I confess, I am deeply in love with ebooks. While I still think fondly of my first love, the printed book, ebooks has long since replaced print in my heart. I am not alone. Library users love ebooks. If you don’t think that libraries stuggle now with their public image and you are itching for a challenge, get rid of ebooks. Even so, from the public side, ebooks still have their challenges. I have eschewed the dedicated ebook reader, and I use a tablet (Android based, hate proprietary Apple) because it is a hassle to download library ebooks on a dedicated ebook reader. Sideload from my computer? Really? That is SO last year. This does not even address issues such as certain publishers not allowing libraries to lend ebooks. We won’t mention names, will we Macmillan?

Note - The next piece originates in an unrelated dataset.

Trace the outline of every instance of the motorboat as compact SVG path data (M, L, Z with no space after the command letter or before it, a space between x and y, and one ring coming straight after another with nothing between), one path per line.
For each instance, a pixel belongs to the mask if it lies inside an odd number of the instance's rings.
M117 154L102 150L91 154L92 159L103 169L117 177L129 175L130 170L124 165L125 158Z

ALA released a report, Ebook Business Models that Andy, from Agnostic, Maybe, has accused of being a bit too brief and a case of too little too late. I do not think that he is too far off the mark. The report is very brief, but it does summarize nicely for what libraries are asking.

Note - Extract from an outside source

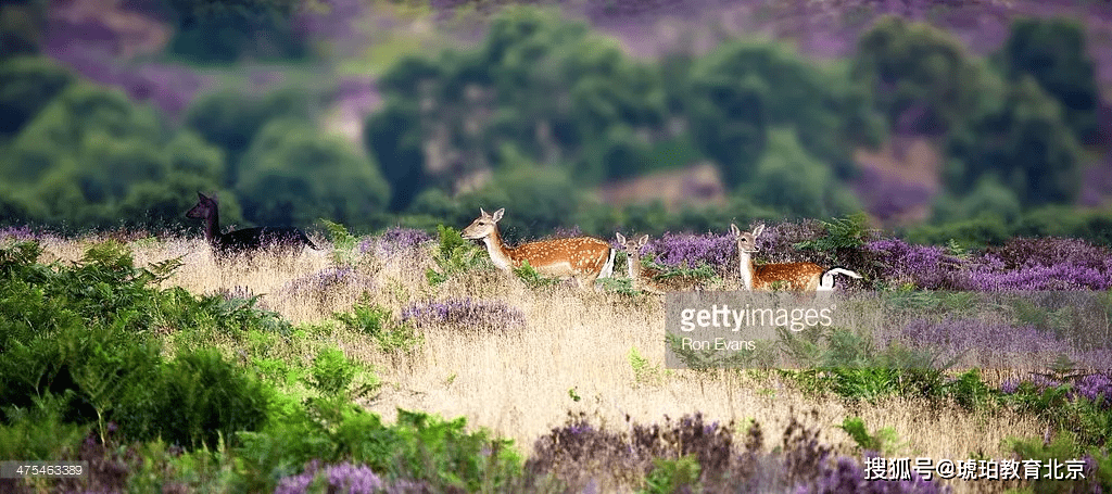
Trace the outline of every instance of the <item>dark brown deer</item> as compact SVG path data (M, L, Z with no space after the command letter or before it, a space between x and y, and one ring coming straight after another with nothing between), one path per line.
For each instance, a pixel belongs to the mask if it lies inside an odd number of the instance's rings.
M217 256L225 257L262 249L296 254L306 246L320 250L320 247L317 247L304 231L292 227L244 228L221 234L220 210L216 195L208 197L197 192L197 206L186 213L186 217L205 220L205 240Z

· Enduring Rights: Give us ownership and all that it entails.
· Intregration-metadata access without the DRM
In a perfect world, this is what we should strive for and what we have had with print books, however, You Can’t Always Get Want You Want. Let’s look at our relationship expectations. As librarians, we want to the publishers to give us what they do not give the public. We want enduring rights. We want to ‘own’ the ebook and have first sale rights. We want to lend books through ILL. The public does not have access to such. I cringe when I think of all the ebooks that I have purchased through my Barnes and Noble app. If Barnes and Noble goes out of business, what happens to my access to my ebooks? When I am tired of reading my ebook, I cannot resell it or donate it to the library. And while Barnes and Noble does have the ‘lend it’ function, out of the one hundred or so ebooks that I ‘own’, I can only lend two. This is not limited to ebooks. I thought of this as I bought Hunger Games through VuDu. Maybe I should have bought it through Amazon.
I do not think that breaking up with ebooks is the best move in this relationship. However, I have no opposition to breaking up with the Big 6. What we do now, will form the future of libraries.
Big Six is singing Two Out of Three Ain’t Bad to us. They may need us, they may want us (or what we can do for them), but they will never love us. On other hand, Overdrive may be a case of Paradise by the Dashboard Light. In the heat of passion, we gave in and signed the contract, but now we are praying for the end of time.